16 maio 2014

TTIP - por favor, digam-me que isto é mentira!



Esta semana recebi uma mensagem de um amigo, alertando para o problema do acordo de livre comércio entre os EUA e a UE, também conhecido por TTIP. O meu filho já tinha falado disto - de facto, já me tinha mostrado uma discussão interessantíssima que tinha tido com amigos no facebook (um dia destes traduzo, só porque fiquei impressionada com miúdos de 17 anos a discutir a questão de mais ou menos Estado citando bibliografia - no facebook!) - e resumiu tudo com a frase "se não quisermos ter no nosso mercado frangos de cloro, vamos ter de indemnizar as empresas americanas que os vendem".
Também já tinha lido por aí umas coisas, mas a mensagem que recebi esta semana é assustadora.
Porque é que assunto não está a ocupar as primeiras páginas dos jornais?

Passo a traduzir a mensagem que recebi:



O cerne da questão: este acordo inclui uma cláusula de protecção dos investimentos. Parece algo inócuo, mas de facto é inacreditável.
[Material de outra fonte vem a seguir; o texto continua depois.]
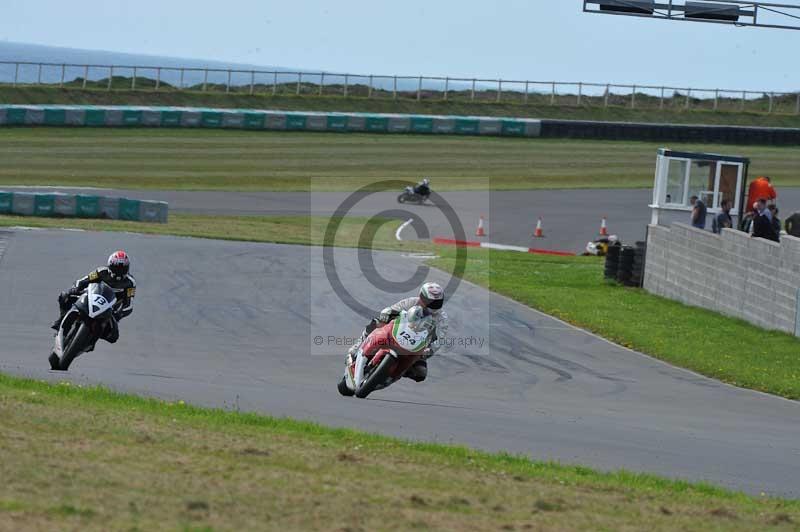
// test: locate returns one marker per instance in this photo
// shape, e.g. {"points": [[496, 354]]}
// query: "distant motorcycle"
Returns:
{"points": [[82, 325], [387, 353], [410, 196]]}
Vejamos alguns exemplos reais: 

Exemplo 1: O governo do Uruguai emite leis antitabagistas mais rigorosas. Com base na cláusula do acordo que protege os investimentos, a empresa Philip Morris está a processar o Estado, devido aos lucros que perde. O valor em causa atinge 14% do PIB do Uruguai. 
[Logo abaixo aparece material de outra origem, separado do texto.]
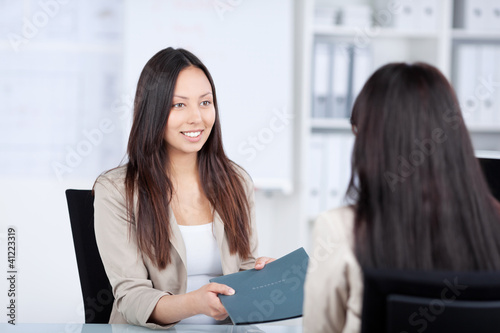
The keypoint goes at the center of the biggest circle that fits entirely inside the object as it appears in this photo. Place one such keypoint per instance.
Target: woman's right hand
(207, 301)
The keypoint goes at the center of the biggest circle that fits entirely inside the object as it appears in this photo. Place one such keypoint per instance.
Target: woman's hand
(262, 261)
(207, 301)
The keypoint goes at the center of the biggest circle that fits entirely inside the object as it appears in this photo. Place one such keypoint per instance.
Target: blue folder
(274, 293)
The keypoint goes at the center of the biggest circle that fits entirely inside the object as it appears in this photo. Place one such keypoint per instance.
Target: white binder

Exemplo 2: Devido a preocupações ambientais, a província canadiana Quebec decide não autorizar o fracking. A empresa americana Lone Pine processa o Estado canadiano em 250 milhões de dólares, devido à quebra de lucros esperados, com base no NAFTA de 1994 (acordo de livre comércio entre o México, o EUA e o Canadá).  

Exemplo 3: A Alemanha decide abandonar a energia nuclear. O grupo Vattenfall processa o Estado em 3,5 mil milhões de euros (para comparação: a cidade de Lübeck não tem dinheiro para consertar os telhados das suas escolas primárias), com base na "Carta Energética Europeia".

Todos estes processos decorrem em tribunais internacionais de arbitragem. Tanto quanto sei, só há um número limitado de consultórios de advocacia (cerca de 30) capazes de participar nestes processos. Umas vezes estão do lado da acusação, outras do lado da defesa, outras na cadeira do juiz. O pagamento do seu trabalho é principesco. Ainda não consegui entender como é que estes tribunais são formados. Os processos decorrem à porta fechada, as decisões são vinculativas, não há possibilidade de revisão. Os tribunais de arbitragem são instituições que se posicionam acima das nossas Constituições e dos nossos tribunais. Infelizmente, tenho de reconhecer que só agora, no âmbito do TTIP (ou seja: também tenho estado a dormir) me dei conta de que já há um extraordinário número de acordos bilaterais de protecção do investimento firmados secretamente entre a Alemanha e outros países - secretamente, porque a opinião pública nunca os autorizaria. Neste momento corremos o risco de, com base no TTIP, firmar um acordo destes, com um enorme alcance e de forma praticamente irreversível.
Em minha opinião, os eleitores que não estiverem agora atentos tomam para si a culpa do que vier a acontecer. Estamos perante um instrumento que os grandes grupos vão poder utilizar para manipular os políticos dos Estados afectados, tendo em conta o valor descomunal das indemnizações que podem ser obrigados a pagar. Os interesses dos cidadãos passarão de forma muito clara para segundo plano - e isto irrita-me de tal modo, que decidi tomar a iniciativa de alertar publicamente para este problema.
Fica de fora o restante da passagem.